Search results returned are incomplete

I use ES7 to search PDF files.

When I search something with match_phrase, I get 2 word occurrences, even though the document has 59 occurrences.

What can be the reason for this? How can I optimize the query?

{
        "from": 0,
        "size": 2500,
        "_source": [
            "filename",
            "folder"
        ],
        "highlight": {
            "fields": {
                "attachment.content": {
                    "number_of_fragments": 1000,
                    "force_source": true,
                    "type": "fvh"
                }
            }
        },
        "query": {
            "bool": {
                "must": [
                    { "match_phrase": { "attachment.content": "lorem ipsum dolor" } }
                ]
            }
        }
      }

Hi Philipp.

"hits" is a count of documents not word occurrences.

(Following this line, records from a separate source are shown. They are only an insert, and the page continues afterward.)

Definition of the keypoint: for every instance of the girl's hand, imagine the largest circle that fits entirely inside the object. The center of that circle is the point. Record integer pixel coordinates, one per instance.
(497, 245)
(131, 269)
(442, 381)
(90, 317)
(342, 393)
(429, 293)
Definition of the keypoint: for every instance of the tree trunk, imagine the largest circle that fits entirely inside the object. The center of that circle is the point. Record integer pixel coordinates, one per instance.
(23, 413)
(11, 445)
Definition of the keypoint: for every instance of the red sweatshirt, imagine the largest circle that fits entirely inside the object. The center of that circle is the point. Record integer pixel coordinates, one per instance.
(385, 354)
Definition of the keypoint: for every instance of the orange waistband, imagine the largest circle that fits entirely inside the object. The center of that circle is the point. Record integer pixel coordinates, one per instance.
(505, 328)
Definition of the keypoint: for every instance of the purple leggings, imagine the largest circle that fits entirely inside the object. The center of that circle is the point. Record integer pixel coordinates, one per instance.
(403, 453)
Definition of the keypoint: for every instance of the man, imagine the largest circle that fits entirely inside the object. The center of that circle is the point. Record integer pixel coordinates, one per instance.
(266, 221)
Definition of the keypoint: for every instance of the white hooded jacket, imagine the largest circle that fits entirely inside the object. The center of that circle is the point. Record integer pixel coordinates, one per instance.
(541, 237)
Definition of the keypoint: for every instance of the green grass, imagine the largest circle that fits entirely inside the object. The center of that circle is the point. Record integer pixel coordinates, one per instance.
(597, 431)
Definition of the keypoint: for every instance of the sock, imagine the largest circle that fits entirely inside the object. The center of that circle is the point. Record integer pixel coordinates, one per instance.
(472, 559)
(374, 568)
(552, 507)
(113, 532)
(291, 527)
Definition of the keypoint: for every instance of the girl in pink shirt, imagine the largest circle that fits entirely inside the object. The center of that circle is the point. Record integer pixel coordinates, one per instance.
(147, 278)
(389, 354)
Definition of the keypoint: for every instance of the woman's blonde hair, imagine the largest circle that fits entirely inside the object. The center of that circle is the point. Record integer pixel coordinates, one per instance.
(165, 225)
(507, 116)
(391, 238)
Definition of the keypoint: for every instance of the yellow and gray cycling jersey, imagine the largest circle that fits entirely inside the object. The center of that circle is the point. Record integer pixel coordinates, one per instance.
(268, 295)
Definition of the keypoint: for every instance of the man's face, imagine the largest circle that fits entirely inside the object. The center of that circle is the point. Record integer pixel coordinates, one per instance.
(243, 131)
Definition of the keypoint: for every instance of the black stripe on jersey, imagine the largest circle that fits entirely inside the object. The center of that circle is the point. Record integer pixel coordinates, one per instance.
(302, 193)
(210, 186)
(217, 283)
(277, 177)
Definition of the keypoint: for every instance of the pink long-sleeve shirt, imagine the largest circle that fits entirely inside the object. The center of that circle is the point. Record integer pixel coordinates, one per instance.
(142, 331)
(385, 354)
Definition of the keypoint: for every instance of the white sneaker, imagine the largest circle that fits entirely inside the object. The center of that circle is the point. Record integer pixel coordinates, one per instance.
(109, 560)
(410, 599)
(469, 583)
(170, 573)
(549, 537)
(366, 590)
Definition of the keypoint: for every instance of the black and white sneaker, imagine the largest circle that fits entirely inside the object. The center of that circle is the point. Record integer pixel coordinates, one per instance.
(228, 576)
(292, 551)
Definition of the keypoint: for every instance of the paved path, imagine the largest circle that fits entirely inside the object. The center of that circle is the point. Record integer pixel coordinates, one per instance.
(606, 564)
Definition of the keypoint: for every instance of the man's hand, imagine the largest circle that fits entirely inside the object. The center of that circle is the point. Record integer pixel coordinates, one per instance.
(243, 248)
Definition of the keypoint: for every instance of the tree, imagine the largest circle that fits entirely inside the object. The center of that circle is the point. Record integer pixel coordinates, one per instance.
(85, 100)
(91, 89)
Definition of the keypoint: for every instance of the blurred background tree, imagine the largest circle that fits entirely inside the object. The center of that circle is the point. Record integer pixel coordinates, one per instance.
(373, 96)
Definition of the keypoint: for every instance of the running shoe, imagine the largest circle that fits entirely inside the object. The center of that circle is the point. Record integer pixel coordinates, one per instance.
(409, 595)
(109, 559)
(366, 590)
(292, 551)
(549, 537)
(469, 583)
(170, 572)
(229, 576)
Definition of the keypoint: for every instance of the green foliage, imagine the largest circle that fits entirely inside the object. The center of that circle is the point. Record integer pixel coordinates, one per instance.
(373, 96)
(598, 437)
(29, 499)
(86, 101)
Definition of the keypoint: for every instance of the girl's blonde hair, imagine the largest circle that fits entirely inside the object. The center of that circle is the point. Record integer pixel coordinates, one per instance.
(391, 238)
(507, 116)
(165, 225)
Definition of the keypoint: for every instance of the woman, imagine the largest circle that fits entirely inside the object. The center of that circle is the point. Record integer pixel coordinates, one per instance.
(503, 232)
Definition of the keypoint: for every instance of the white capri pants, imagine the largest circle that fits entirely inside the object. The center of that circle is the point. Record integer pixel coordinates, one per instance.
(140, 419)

You're right, I misunderstood. I am, of course, referring to word occurrences in a document. I updated the question.

Not sure where that figure comes from because we don't report word occurrences.

Hello, Mark,

when I search for a phrase with ES7, the search engine should
Return word occurrences in the specified index. Since I use the highlighter, I wanted to highlight exactly these text passages.

I wouldn't rely on highlighting for accurate counting of in-doc matches.
That said, there are some settings for highlighters where you can increase the number of fragments that are returned.

This topic was automatically closed 28 days after the last reply. New replies are no longer allowed.